That is not a very stereotypical German person tbh 

As for me, I wouldn't mind dedicating most of my life to work if it has a meaning, i.e: if it makes the life of thousands of kids in Africa or Syria better or it leads to a new useful/creative product.

but doing repetitive, dumb sh*t for long hours is not something that I would be able to do for long.


----------



## KangalLover (Dec 26, 2012)

rabidfoxes said:


> Currently I write web content and do SEO.
> 
> My problem is not the work itself, but that I don't believe in 'employment' - workplace hierarchies, full-time hours, job interviews, etc. I can have the best manager in the world and I will still fantasize about strangling them with an electrical cord. To me, employment is essentially exploitative. I know where the money goes and no amount of free coffee makes it ok.


hmm, I think working as a freelancer would be better for you?


----------



## GermanHermit (Sep 6, 2008)

KangalLover said:


> ...That is not a very stereotypical German person tbh &#128578;...


&#128514;


----------



## rabidfoxes (Apr 17, 2016)

KangalLover said:


> hmm, I think working as a freelancer would be better for you?


That's kind of what I'm doing (I'm one of the owners of our tiny business).

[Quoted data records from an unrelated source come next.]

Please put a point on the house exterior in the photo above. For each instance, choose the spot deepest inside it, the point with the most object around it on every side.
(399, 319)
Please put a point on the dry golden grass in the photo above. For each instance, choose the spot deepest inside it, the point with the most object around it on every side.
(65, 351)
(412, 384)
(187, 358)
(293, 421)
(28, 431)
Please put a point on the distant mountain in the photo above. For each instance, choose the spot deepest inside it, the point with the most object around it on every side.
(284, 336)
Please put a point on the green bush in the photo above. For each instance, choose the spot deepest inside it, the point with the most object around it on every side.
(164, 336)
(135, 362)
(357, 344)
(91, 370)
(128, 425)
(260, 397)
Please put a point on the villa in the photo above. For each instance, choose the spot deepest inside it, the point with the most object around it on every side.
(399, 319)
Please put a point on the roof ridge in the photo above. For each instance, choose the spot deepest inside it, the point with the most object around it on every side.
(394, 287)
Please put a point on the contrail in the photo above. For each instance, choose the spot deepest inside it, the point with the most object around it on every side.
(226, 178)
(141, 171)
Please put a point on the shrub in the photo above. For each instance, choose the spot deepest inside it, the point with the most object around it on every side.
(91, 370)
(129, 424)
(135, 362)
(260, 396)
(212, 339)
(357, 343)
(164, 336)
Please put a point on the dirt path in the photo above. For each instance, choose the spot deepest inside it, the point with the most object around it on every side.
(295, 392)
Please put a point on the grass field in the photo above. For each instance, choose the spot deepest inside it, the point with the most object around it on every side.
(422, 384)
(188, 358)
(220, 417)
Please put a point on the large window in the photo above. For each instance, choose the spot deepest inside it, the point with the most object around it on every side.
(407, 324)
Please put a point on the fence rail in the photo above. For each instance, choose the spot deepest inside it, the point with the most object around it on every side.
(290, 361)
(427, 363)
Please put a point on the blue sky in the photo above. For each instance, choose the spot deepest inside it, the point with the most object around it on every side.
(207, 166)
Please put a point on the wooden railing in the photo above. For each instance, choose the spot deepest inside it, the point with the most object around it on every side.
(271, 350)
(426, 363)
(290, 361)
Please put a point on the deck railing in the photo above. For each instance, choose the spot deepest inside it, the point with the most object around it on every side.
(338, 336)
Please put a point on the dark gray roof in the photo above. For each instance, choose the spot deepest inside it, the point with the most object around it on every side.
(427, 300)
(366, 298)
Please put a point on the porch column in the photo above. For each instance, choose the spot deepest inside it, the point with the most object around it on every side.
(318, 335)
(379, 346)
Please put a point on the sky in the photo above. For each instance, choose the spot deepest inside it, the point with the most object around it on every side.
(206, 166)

It is better! But it would be even better if I didn't need to work to eat. My current occupation offers me an optimal work-life balance (i.e. much life and little work) and enough money to feed myself, but it's not what I would be working on if money wasn't an issue.

Like you, I would like to do meaningful work. But meaningful work that doesn't come with workplace hierarchies. That's a tough thing to achieve.


----------



## John Belz (Jun 20, 2020)

my work is not boring, but sometimes it happens ((


----------



## either/or (Apr 27, 2020)

rabidfoxes said:


> My problem is not the work itself, but that I don't believe in 'employment' - workplace hierarchies, full-time hours, job interviews, etc. I can have the best manager in the world and I will still fantasize about strangling them with an electrical cord. To me, employment is essentially exploitative. I know where the money goes and no amount of free coffee makes it ok.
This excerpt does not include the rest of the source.